Exxon Said to Join Race to Export U.S. Crude as Oil Glut Swells
Exxon Mobil Corp. has become the first major U.S. oil company to ship American crude overseas, joining a band of independent traders that are trying to ease a glut at home after a 40-year export ban was lifted.
Exxon shipped U.S. crude into a refinery it owns in Sicily, according to a person familiar with the matter and three traders and ship brokers. The Maran Sagitta oil tanker sailed in early February from Beaumont, Texas, where Exxon operates a refinery. It recently arrived in the Italian port of Augusta.
Until now, trading houses including Vitol Group BV and Trafigura Pte and European-based oil companies have shipped U.S. crude overseas. Exxon is the first American firm that joins the race, which comes as domestic U.S. crude inventories surge to the highest level in nearly 90 years.
“While we do not comment on the details of proprietary commercial agreements, crude exports from the U.S. are now another commercial option that we may elect to exercise from time to time,” Exxon said in an e-mailed statement.
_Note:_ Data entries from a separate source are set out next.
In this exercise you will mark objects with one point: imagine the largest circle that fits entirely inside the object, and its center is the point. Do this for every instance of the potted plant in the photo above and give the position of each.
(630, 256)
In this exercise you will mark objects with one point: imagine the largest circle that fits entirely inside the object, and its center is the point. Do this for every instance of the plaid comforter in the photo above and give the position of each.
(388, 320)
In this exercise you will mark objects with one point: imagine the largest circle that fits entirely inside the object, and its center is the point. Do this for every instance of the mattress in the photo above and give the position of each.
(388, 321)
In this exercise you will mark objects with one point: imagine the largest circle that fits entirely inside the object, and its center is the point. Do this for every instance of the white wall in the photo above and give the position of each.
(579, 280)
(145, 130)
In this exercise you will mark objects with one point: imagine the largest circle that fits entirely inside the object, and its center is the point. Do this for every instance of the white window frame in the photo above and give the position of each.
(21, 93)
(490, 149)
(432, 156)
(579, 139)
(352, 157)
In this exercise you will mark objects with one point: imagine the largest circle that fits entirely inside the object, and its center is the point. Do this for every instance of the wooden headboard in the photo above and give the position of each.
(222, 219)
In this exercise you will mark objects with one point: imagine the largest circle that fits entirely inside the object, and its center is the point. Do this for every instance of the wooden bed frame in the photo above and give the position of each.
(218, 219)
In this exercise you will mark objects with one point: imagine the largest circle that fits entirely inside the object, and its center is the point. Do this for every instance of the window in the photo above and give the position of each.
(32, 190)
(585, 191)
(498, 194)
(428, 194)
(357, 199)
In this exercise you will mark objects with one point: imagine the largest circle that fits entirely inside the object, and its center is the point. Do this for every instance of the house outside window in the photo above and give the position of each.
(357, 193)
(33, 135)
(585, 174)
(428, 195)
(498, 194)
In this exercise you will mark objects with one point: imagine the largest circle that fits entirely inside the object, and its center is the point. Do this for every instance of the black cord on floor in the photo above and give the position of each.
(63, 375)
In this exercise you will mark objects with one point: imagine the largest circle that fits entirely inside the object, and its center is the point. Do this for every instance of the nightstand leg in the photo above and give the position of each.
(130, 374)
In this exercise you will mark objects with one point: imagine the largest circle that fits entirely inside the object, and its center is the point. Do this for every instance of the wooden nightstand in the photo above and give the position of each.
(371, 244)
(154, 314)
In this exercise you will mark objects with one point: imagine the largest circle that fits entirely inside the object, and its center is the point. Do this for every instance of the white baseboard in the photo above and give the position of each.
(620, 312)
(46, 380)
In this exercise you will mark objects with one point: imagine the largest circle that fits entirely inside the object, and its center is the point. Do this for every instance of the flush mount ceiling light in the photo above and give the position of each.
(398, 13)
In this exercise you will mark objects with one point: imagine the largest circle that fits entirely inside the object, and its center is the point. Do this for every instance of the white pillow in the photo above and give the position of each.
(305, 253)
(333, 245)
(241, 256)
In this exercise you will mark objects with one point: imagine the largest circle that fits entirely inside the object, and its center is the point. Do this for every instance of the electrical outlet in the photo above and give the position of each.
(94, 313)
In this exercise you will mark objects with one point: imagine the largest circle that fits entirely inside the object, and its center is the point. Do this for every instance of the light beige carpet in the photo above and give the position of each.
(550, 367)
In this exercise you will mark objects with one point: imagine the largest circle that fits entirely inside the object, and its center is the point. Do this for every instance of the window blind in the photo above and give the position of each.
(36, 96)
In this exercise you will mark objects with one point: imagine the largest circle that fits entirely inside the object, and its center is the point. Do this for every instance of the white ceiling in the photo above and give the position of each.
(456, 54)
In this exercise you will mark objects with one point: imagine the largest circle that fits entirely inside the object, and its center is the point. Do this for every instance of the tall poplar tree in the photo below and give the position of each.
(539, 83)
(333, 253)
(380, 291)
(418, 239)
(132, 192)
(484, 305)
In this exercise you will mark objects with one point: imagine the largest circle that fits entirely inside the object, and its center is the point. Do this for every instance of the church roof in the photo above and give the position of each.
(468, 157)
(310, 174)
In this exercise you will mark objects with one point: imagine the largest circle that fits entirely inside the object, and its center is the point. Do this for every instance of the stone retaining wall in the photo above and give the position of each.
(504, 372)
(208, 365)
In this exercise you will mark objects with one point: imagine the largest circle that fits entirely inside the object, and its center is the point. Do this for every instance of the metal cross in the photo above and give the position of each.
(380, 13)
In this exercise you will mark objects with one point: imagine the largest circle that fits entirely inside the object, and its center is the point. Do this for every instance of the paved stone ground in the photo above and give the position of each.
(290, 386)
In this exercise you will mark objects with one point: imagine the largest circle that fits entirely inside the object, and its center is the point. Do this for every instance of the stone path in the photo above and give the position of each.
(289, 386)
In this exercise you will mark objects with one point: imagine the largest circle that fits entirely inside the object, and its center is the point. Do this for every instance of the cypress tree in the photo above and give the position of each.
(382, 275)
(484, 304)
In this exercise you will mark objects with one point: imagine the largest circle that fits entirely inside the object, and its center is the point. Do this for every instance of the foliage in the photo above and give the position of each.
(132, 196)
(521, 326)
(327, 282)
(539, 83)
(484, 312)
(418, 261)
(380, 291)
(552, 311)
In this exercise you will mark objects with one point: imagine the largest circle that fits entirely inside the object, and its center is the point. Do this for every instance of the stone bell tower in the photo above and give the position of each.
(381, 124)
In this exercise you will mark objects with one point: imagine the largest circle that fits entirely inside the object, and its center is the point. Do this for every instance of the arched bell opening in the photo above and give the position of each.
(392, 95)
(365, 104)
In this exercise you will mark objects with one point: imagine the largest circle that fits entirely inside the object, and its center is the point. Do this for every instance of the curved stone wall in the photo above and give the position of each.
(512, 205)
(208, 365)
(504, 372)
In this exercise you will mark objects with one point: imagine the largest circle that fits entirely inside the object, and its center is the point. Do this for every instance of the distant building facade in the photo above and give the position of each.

Oil traders are shipping West Texas Intermediate to refiners in the Mediterranean to profit from the difference in crude prices between the two regions. A glut of WTI has pushed up U.S. stockpiles to a record, depressing the price of the U.S. benchmark relative to European Brent crude.
The exports into Europe follow a congressional deal in December to lift a 1970s-era prohibition on overseas shipments and a movement in relative prices between the U.S. and Europe making exports profitable.